By 苏剑林 | April 25, 2023
In recent weeks, I have been constantly thinking about the properties of the attention mechanism. During this process, I have gained a deeper understanding of attention and Softmax. In this article, I will briefly share two of those points:
1. Softmax attention can naturally resist certain noise perturbations;
2. Initialization problems can be intuitively understood from the perspective of information entropy.
The attention mechanism based on Softmax normalization can be written as:
\[o = \frac{\sum_{i=1}^n e^{s_i} v_i}{\sum_{i=1}^n e^{s_i}}\]One day, I suddenly thought of a question: What if independent and identically distributed (i.i.d.) noise is added to $s_i$? To this end, we consider:
\[\tilde{o} = \frac{\sum_{i=1}^n e^{s_i + \epsilon_i} v_i}{\sum_{i=1}^n e^{s_i + \epsilon_i}}\]where $\epsilon_i$ is i.i.d. noise. However, after a simple analysis, I found the conclusion to be "not much of anything"—the attention mechanism naturally resists this type of noise, i.e., $\tilde{o} \approx o$.
To understand this point, one only needs to realize:
\[\tilde{o} = \frac{\frac{1}{n} \sum_{i=1}^n e^{s_i + \epsilon_i} v_i}{\frac{1}{n} \sum_{i=1}^n e^{s_i + \epsilon_i}} = \frac{\mathbb{E}_i [e^{s_i + \epsilon_i} v_i]}{\mathbb{E}_i [e^{s_i + \epsilon_i}]} \approx \frac{\mathbb{E}_i [e^{s_i} v_i] \mathbb{E}[e^\epsilon]}{\mathbb{E}_i [e^{s_i}] \mathbb{E}[e^\epsilon]} = \frac{\mathbb{E}_i [e^{s_i} v_i]}{\mathbb{E}_i [e^{s_i}]} = o\]The approximate equality utilizes the fact that $\epsilon_i$ is independent of $s_i$ and $v_i$, so the expectation of the product equals the product of the expectations.

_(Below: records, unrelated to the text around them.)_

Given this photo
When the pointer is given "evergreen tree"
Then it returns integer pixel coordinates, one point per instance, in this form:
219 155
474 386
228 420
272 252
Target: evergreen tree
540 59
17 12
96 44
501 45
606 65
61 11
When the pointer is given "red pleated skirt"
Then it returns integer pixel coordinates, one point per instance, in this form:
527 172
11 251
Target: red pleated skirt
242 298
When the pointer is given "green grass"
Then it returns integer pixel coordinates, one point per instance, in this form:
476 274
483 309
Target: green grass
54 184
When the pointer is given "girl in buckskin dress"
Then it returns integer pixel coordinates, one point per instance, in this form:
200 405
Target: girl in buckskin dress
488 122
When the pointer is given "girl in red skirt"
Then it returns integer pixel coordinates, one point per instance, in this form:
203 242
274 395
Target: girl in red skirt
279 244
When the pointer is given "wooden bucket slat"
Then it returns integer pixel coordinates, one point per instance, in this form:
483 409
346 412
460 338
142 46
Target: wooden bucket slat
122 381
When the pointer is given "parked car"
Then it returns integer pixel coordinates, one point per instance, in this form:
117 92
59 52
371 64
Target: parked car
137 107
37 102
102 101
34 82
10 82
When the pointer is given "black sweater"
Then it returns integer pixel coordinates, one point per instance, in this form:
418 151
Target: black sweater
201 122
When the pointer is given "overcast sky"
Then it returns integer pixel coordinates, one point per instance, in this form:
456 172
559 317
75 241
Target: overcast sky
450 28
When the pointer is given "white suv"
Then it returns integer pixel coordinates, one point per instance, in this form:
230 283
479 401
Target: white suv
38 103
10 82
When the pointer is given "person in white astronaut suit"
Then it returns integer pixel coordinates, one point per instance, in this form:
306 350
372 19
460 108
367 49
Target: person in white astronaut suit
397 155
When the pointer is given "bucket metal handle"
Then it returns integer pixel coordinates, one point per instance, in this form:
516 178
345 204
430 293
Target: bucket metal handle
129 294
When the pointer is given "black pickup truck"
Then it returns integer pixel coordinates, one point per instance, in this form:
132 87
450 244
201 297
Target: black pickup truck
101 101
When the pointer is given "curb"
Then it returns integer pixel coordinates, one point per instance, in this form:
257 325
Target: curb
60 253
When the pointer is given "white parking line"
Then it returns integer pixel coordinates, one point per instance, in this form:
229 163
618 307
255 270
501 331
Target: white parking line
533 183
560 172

If we denote $p_i = e^{s_i} / \sum_{i=1}^n e^{s_i}$, then $p_i$ describes a discrete probability distribution, and we can calculate the information entropy:
\[H = -\sum_{i=1}^n p_i \log p_i \in [0, \log n]\]In "'Entropy' is Unaffordable: From Entropy and the Principle of Maximum Entropy to Maximum Entropy Models (I)", we discussed that entropy is a measure of uncertainty and also a measure of information volume. How can we understand the connection between the two? Entropy is essentially a measure of uniformity; the more uniform, the more uncertain. Therefore, entropy is a measure of uncertainty. The lower bound of entropy is 0, so uncertainty also means it is the maximum amount of information we can obtain from "uncertainty" to "complete certainty."

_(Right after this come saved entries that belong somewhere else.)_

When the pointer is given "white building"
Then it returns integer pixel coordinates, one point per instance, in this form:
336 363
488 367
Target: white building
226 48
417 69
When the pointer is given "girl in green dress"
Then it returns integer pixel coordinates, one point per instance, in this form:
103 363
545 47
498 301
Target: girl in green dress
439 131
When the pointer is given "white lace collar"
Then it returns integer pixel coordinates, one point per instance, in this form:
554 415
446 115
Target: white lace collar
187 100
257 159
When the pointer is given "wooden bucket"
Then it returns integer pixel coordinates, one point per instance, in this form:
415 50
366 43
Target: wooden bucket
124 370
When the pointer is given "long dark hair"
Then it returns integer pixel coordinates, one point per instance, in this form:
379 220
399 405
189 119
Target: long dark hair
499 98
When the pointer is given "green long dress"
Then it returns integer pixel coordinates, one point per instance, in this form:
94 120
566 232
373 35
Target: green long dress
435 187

We know that if $s_i$ is initialized to be very large, then $p_i$ will approach a one-hot distribution, which leading to a failure in training due to gradient vanishing (refer to "A Brief Talk on the Initialization, Parameterization, and Standardization of Transformer"). I found that this can also be understood very intuitively from the perspective of information volume: model training itself is a process from uncertainty (random model) to certainty (trained model). The optimizer is responsible for "extracting" information from the random model, whereas the information volume of a one-hot distribution is 0. The optimizer has "no profit to gain" and might even have to "pay" into it, so naturally, it cannot be optimized well. Therefore, we should initialize the model to be as uniform as possible to ensure that the "extractable" information volume is maximized.

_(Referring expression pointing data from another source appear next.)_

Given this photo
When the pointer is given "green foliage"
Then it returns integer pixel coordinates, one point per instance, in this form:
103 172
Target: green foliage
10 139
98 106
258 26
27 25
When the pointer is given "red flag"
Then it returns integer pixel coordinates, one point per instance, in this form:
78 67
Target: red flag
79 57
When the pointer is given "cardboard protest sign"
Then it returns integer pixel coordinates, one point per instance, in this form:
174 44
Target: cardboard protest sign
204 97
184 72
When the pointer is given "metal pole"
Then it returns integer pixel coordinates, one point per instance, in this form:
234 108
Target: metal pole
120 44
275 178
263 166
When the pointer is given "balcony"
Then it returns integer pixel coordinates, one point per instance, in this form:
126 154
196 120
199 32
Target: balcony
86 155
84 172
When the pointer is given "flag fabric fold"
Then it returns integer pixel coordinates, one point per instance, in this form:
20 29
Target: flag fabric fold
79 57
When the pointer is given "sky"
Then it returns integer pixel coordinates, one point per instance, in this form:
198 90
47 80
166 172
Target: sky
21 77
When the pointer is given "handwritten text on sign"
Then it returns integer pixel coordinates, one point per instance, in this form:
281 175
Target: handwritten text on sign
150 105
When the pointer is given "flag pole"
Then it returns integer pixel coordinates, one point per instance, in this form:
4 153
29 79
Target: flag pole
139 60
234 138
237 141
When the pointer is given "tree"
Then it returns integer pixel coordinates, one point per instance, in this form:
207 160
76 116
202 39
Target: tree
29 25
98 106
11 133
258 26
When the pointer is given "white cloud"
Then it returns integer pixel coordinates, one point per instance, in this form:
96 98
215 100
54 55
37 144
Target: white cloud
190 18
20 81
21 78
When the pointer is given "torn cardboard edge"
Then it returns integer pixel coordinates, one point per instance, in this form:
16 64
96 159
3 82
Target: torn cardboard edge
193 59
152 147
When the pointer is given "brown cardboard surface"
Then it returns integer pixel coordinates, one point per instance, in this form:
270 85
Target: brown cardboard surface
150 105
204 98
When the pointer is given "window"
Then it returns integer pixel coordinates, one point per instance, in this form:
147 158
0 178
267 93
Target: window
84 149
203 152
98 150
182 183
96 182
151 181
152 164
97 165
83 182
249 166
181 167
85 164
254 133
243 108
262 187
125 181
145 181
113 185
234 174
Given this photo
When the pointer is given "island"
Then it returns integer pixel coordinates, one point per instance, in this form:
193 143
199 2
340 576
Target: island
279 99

Of course, besides ensuring the upper bound of information volume is large enough, we must also ensure that the lower bound of information volume is small enough to ensure the "extractable" information volume is as large as possible. Previously, when introducing contrastive learning, some readers did not understand the significance of the temperature parameter. This can also be interpreted from information volume. Let:
\[p_i = \frac{e^{(\cos \theta_i) / \tau}}{\sum_{i=1}^n e^{(\cos \theta_i) / \tau}}\]If $\tau=1$, then the upper bound of information entropy is $\log n$, but the lower bound is approximately $\log n - 0.4745$ (refer to the comment section). The amount of information that can be obtained is too small, so we need to decrease $\tau$ to make the lower bound of information entropy approach 0, thereby increasing the amount of information that can be obtained.
I have just quickly written a simple blog post. It can be seen that the final conclusion is still— "I heard that Attention and Softmax are a better match~".